THE PHILIPPINE COAST GUARD (PCG) has sent “one billio thanks” to President Aquino for setting aside close to P3 Billion as the 2011 budget of what the PCG commandant acknowledged as “one of the world’s most over-challenged coast guards”

Admiral Wilfredo Tamayo, PCG Chief, said the P1 Billion increase in the agency’s budget (from P2 Billion this year) was a “big boost” to the Coast Guard.

With increased funding, the Coast Guard, now attached to the Department of Transportation and Communications (DOTC), is “in a better position to guard the country’s many coasts.” Tamayo said

The House of Representatives on Wednesday approved a higher budget for the DOTC, including the Coast Guard.

A huge chunk of the Coast Guard’s 2011 budget will go to salaries, recruitment of 500 additional men and the purchase of at least two helicopters, according to Lt. Commander Arman Balilo

The Coast Guard plans to acquire a total of seven new helicopters.
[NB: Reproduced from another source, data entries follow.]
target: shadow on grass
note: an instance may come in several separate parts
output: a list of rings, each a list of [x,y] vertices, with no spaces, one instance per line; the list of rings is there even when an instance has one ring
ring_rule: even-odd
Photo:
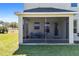
[[[79,45],[20,45],[13,55],[79,56]]]

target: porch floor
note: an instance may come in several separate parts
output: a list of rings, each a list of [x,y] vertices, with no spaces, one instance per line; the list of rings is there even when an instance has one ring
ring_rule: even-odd
[[[68,39],[24,39],[23,43],[69,43]]]

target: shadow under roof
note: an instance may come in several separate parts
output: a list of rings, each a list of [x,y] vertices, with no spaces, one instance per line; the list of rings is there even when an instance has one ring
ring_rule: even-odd
[[[46,8],[46,7],[40,7],[40,8],[33,8],[24,10],[24,12],[75,12],[72,10],[65,10],[65,9],[58,9],[58,8]]]

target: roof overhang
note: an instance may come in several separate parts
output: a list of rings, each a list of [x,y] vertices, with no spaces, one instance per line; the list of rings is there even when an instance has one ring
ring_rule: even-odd
[[[17,16],[23,17],[64,17],[64,16],[71,16],[76,15],[78,12],[23,12],[23,13],[16,13]]]

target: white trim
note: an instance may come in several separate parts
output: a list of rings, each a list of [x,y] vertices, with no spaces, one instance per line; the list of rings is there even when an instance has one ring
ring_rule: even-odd
[[[19,23],[19,44],[23,43],[23,18],[21,16],[18,17],[18,23]]]
[[[79,45],[69,43],[23,43],[22,45]]]
[[[78,12],[16,12],[16,15],[24,15],[24,14],[77,14]]]

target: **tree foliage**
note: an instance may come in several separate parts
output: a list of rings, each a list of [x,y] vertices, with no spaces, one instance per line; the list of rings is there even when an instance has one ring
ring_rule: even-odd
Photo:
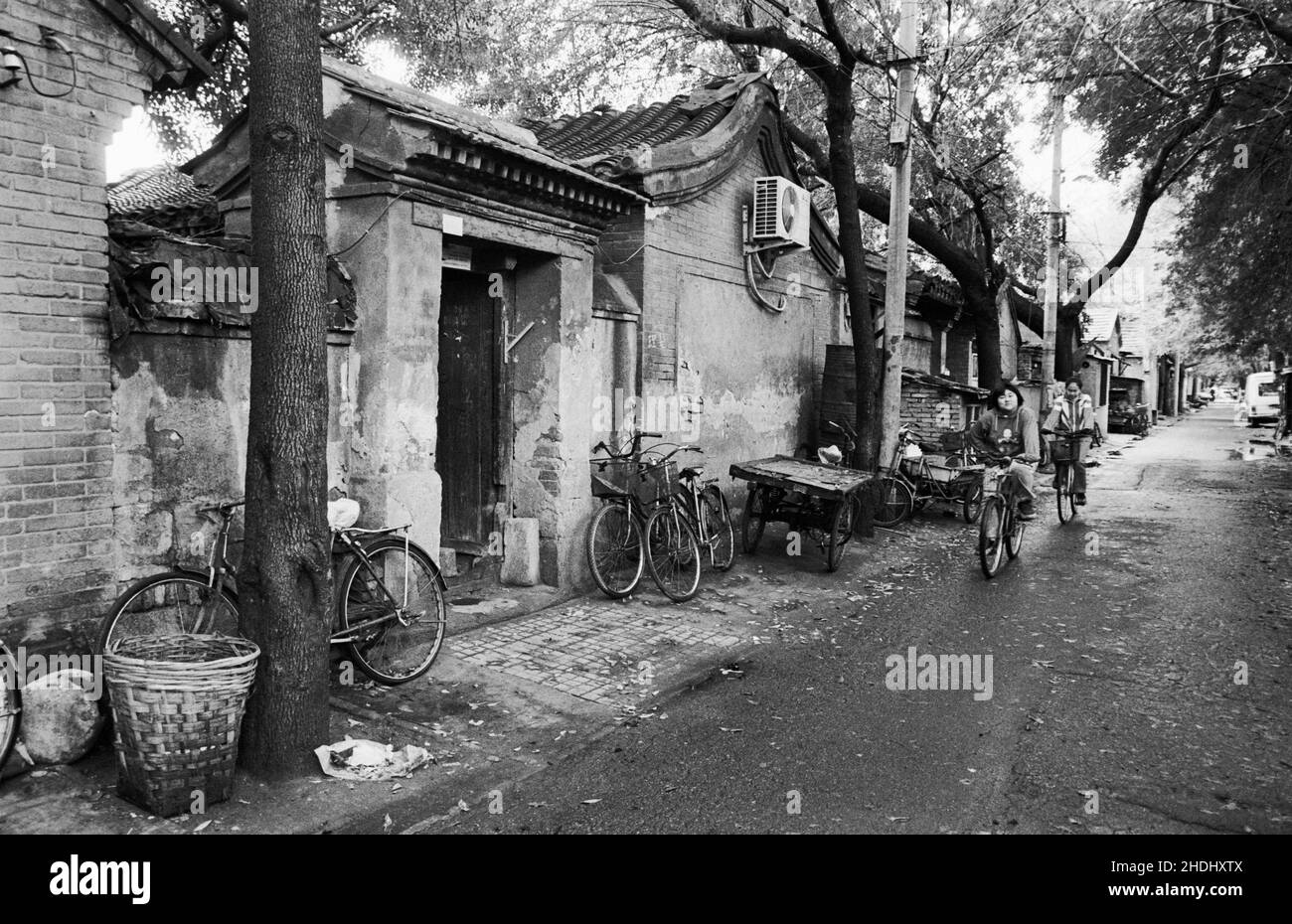
[[[1288,266],[1292,17],[1261,0],[1065,0],[1054,9],[1062,8],[1066,45],[1037,54],[1037,70],[1063,81],[1076,116],[1101,132],[1102,172],[1138,180],[1125,239],[1071,293],[1065,319],[1125,264],[1150,209],[1171,194],[1183,203],[1169,277],[1176,310],[1202,310],[1217,354],[1286,344],[1286,319],[1274,306],[1288,293],[1280,270]]]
The Coast Guard “has ships where helicopters can land.” said Tamayo

It also allocated P376.5 million for the installation of an undisclosed number of lighthouses in remote fishing villages nationwide

The Coast Guard also plans to put up a buoy base in Romblon and Cebu and navigational aids in the vicinity of the San Juanico Strait in Leyte.

Early this year, the agency said it needed at least P733.02 million for its personnel and fleet expansion programs.

The Philippines has over 36,000 kilometers of coastline and thousands of coastal communities.

“About 90 percent of our domestic trade is being transported by commercial vessels. The country is also visited by at least 20 typhoons each year.” Tamayo said.

But he expressed confidence that the agency “can grow significantly during the next few years.”

“I’m optimistic that the Coast Guard will continue to grow (under the Aquino administration).” he said. “Perhaps, this is the time for our new government to be more maritime-minded.”

Earlier in an interview, Tamayo urged the Aquino administration to “look more seawide.” Saying the country has the “third or fourth longest coastlne in the world.”

“We have to have a strong Coast Guard. Otherwise, we will lose a lot of our natural wealth.” He said.

In the last 10 years, the Coast Guard has acquired only seven search-and-rescue vessels, two of which came from the Australian government.

The command has “only 20 credible ships, meaning, these are  relatively modern vessels.”